The shareholders of Royal Dutch Shell have passed the company management’s plan to navigate the energy transition. Just under 89% of shareholders voted to approve the plan, although the poll is non-binding.
The oil major aims to be a net-zero carbon business by 2050, and it has already launched a range of carbon-neutral lubricant products.
Shell also came under pressure from some investors, who felt that its plans didn’t go far enough. A resolution was put forward by campaign group Follow This for the company to go further and set binding reductions for emissions. The resolution failed to attract the 75% of votes needed to pass, but it did gain support from 30% of shareholders, including the country’s largest fund manager, Legal & General Investment Management, which expressed concerns about the credibility of the plan in terms of reducing emissions enough.
According to The Guardian, Follow This founder Mark van Baal said:
“This is really a very strong signal to the board of Shell that their current targets are not sufficient to reach the [objectives of the] Paris climate agreement. That is what investors one by one are realising.”
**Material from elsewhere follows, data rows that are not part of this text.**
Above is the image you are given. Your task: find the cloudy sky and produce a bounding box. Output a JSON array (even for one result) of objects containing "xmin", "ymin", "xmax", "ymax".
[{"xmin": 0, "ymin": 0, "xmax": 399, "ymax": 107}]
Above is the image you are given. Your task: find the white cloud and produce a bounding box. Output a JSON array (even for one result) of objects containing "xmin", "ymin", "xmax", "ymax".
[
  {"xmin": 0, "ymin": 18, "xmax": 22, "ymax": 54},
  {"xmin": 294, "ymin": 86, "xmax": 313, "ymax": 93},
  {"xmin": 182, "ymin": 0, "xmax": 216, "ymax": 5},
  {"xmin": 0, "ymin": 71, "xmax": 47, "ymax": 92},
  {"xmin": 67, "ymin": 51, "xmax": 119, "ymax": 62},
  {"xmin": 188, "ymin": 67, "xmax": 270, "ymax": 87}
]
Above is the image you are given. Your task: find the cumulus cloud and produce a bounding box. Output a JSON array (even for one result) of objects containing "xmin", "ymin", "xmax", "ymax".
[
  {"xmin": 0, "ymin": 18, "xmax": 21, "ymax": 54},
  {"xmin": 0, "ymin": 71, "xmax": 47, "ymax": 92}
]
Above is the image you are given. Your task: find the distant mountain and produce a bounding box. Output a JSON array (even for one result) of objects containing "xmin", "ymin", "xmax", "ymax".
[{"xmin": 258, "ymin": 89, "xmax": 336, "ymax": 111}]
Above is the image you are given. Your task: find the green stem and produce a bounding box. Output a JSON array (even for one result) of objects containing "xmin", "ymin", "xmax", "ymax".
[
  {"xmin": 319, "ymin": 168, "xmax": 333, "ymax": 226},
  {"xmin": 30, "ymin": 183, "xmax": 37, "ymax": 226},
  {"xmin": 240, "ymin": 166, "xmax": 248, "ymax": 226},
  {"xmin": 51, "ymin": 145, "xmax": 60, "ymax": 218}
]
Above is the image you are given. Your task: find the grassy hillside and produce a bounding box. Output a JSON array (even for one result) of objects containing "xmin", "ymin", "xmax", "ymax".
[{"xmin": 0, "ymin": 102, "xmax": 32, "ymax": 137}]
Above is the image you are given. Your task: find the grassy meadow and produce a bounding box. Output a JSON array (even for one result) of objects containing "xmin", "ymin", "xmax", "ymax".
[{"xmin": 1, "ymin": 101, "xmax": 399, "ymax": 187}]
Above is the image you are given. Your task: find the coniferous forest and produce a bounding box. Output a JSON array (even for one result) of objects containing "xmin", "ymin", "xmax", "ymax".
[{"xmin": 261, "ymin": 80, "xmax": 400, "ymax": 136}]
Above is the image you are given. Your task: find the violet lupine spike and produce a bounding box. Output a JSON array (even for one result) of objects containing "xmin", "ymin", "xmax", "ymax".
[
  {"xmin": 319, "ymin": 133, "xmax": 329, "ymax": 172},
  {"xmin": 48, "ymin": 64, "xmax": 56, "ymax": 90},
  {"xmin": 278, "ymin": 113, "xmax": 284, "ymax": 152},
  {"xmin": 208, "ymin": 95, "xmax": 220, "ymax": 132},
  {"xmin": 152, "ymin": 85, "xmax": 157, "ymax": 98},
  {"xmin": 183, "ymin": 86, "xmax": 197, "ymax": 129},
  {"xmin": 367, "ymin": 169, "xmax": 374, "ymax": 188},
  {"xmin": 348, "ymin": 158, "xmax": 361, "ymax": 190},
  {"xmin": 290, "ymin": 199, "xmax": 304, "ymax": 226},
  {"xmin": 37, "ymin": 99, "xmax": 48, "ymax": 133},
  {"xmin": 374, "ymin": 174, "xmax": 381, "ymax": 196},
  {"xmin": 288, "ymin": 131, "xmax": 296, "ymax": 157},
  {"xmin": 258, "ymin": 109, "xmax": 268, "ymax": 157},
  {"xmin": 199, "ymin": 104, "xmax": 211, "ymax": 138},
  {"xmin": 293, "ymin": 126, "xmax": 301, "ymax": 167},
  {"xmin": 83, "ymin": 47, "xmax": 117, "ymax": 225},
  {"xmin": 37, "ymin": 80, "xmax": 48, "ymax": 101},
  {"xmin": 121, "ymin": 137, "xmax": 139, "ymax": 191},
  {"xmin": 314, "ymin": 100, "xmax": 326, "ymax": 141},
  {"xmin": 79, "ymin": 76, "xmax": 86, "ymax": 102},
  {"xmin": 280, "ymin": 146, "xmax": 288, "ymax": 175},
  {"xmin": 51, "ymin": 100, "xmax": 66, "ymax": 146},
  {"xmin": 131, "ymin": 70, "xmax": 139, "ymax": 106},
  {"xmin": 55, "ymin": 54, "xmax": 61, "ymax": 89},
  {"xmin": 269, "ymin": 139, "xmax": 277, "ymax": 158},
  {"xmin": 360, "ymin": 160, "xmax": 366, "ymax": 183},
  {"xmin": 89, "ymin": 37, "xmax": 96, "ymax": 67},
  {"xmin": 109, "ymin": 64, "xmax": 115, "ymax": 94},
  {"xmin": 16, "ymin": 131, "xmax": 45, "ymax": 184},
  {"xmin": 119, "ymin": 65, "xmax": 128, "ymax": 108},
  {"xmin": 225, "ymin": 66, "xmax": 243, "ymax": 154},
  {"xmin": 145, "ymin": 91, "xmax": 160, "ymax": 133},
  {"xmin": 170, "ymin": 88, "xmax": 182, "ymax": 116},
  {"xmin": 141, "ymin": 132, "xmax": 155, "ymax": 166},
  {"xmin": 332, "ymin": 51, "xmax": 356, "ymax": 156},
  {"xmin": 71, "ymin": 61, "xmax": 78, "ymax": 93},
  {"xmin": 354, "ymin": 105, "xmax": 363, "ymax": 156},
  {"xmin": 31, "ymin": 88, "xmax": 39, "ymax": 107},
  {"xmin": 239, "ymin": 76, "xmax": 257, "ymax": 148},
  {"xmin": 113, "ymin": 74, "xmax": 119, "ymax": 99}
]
The oil company must now consult with the shareholders and report back within six months.
Shell CEO Ben van Beurden, however, argued that reducing the company’s oil and gas production would not benefit society while there is still demand for it, pointing out that another company will simply supply it instead. He said that while the company wanted to accelerate its transition to cleaner technologies, it had to do it in a profitable manner.